Published in the Financial Post on March 2, 2011
By Larry Herman and Finn Poschmann
There's something bizarre and unsettling about the Globalive wireless business. We're not sure how it squares with good telecom policy or with ordinary constitutional principles of peace, order and good government.
Maybe this can be reconciled, but there are conflicting issues.
In 2008, Globalive purchased radio frequency spectrum at auction and proposed to start business as a telecommunications carrier. The Canadian Radio-television and Telecommunications Commission (CRTC) said no -it found that the company was controlled by a non-Canadian. Under the Telecommunications Act, you have to be Canadian-controlled to operate as a telecommunications carrier. The legislation is remarkably clear and blunt.
However, the act also provides that the Governor-in-Council (meaning federal Cabinet) can "vary or rescind" any CRTC decision. Under this authority, Cabinet overturned the CRTC and said that Globalive could get its frequency and its wireless licence. In the eyes of Cabinet, the fact that most of Globalive's equity and almost all of its large debt financing were to come from a non-Canadian firm did not mean that Globalive was controlled by a non-Canadian.
Now, whatever one might think of the merits of this, Cabinet decisions based on statutory wording as clear as that in the Telecommunications Act would seem to put an end to the matter. Not so.
One of Globalive's potential competitors -one who could be negatively affected by having another player in the wireless sandbox -took the government to Federal Court and successfully argued that the Order-in-Council was invalid.
In the court's reasoning, Judge Hughes said that the Cabinet's reversal of the CRTC -notwithstanding the clear authority in the act -was based on legal errors that made its order reviewable. While the Cabinet could "vary or rescind" the CRTC decision, without any qualification, the judge found that the Cabinet went awry in explaining the policy objectives behind its decision.
Why does that matter, given that Cabinet had generally satisfied the Telecommunications Act's requirements? The act requires that reasons be given for its decision, and the Cabinet's order said, in finding that Canadian control provisions were satisfied, that "when possible, the Canadian ownership and control requirements should be applied in support of the Canadian telecommunications policy objectives set out in the act." Further, said the order, the act "should be interpreted in a way that ensures that access to foreign capital, technology and experience is encouraged."
Trouble is, the act does not say "when possible." It says that Canadian communications carriers cannot be controlled by non-Canadians.
Moreover, in setting out its policy objectives, the language of the act makes no mention of access to foreign capital and technology. In giving its reasons therefore, said Justice Hughes, Cabinet made a legal error. The decision was invalid, and back to square one.
The Harper government is appealing this and we shall have to await the decision of the Federal Court of Appeal on this critical point of judicial review.

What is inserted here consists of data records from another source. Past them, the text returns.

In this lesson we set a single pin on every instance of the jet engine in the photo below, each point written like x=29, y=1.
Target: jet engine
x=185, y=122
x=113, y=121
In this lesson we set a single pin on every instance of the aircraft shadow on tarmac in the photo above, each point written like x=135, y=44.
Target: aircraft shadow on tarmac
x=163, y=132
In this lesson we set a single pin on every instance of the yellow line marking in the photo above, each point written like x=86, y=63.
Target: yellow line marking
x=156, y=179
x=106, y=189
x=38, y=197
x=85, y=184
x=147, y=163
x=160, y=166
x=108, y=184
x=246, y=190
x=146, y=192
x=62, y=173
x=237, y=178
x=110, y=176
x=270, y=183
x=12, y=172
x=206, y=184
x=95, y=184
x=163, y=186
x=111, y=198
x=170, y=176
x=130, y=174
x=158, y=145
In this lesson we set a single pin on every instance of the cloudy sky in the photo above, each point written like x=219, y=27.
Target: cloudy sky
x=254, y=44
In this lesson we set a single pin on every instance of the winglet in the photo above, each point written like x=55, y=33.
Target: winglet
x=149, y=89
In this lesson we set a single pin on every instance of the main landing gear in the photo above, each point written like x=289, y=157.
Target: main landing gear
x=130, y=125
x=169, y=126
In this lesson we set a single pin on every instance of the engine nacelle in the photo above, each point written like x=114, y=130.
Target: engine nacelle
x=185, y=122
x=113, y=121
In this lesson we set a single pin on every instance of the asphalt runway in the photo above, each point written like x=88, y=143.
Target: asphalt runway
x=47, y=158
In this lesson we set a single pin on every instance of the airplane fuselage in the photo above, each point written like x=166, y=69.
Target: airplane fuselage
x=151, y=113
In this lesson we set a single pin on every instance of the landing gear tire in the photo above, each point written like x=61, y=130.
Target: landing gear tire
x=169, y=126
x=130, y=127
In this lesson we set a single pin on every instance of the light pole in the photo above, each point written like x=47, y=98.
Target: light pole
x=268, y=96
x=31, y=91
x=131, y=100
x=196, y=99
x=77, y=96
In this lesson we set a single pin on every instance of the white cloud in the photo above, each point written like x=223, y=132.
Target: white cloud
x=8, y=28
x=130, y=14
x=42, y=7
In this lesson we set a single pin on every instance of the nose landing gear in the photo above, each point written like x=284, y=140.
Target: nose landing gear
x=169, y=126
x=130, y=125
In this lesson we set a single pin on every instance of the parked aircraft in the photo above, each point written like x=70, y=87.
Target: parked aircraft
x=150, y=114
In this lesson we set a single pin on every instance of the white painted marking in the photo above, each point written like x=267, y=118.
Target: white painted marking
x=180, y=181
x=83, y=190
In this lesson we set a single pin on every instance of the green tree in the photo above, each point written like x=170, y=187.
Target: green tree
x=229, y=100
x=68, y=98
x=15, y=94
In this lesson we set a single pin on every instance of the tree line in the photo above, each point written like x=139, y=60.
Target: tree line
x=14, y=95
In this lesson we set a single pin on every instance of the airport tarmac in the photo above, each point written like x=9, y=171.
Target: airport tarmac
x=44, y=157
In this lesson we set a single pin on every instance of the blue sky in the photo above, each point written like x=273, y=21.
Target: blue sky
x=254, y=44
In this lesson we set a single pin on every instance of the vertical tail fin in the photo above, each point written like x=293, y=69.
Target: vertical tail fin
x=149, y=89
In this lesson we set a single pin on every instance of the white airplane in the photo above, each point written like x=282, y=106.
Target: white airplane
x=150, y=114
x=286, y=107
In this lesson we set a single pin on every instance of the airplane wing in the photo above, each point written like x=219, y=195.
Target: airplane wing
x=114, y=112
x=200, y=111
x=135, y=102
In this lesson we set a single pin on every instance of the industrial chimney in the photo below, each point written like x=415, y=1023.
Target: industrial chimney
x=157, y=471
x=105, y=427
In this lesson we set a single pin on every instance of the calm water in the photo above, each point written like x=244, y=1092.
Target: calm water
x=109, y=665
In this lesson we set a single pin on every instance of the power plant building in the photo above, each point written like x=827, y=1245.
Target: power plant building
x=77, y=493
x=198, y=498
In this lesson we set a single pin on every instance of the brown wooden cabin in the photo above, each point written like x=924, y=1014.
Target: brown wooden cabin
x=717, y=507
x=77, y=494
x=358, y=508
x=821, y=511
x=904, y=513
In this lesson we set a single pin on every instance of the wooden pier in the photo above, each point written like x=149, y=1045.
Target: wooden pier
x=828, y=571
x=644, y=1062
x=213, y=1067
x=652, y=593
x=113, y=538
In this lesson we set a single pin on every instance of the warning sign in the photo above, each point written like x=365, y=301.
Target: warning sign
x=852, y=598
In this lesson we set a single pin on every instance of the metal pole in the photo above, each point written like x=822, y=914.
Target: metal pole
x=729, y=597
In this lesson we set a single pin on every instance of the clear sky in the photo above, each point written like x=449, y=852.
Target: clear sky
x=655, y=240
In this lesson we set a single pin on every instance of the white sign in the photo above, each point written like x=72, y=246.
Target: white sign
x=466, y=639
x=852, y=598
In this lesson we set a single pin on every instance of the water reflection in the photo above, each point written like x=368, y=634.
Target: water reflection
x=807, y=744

Depending on the outcome, the case will likely end up in the Supreme Court of Canada.
As it has unfolded, however, the case has unleashed debate about when and at what point can or should the Courts review policy decisions taken by government, when the government is working within its statutory mandate. The second line of debate is the extent to which the courts may peer into the reasoning of a government decision, and hence to say, at bottom, "not good enough," and substitute a different decision.
In this case, while the government had the clear and unrestricted legal right to "vary or rescind" any CRTC decision, Judge Hughes said the reasons given by the government for doing so went beyond the policy objectives of the legislation. In saying that it wanted to encourage foreign investment in the telecommunications business as a policy objective, he said the federal Cabinet was rewriting the act and usurping the role of Parliament.
At first blush, Justice Hughes seems correct. If Cabinet is permitted to justify any decision, within a legislative framework, on policy objectives that simply do not exist within that legislation, then we edge toward government without law.
This is a difficult legal argument that clearly needs settling. As a matter of policy, however, the government's path is straightforward: If it wants to allow foreign direct investment decisions to be made according to criteria that include greater access to foreign capital and technology -a position that most economists and some trade lawyers would enthusiastically support -it should amend the Telecommunications Act to make that clear.
Larry Herman is an international trade lawyer and counsel at Cassels Brock & Blackwell LLP. Finn Poschmann is Vice-President, Research, at the C.D. Howe Institute.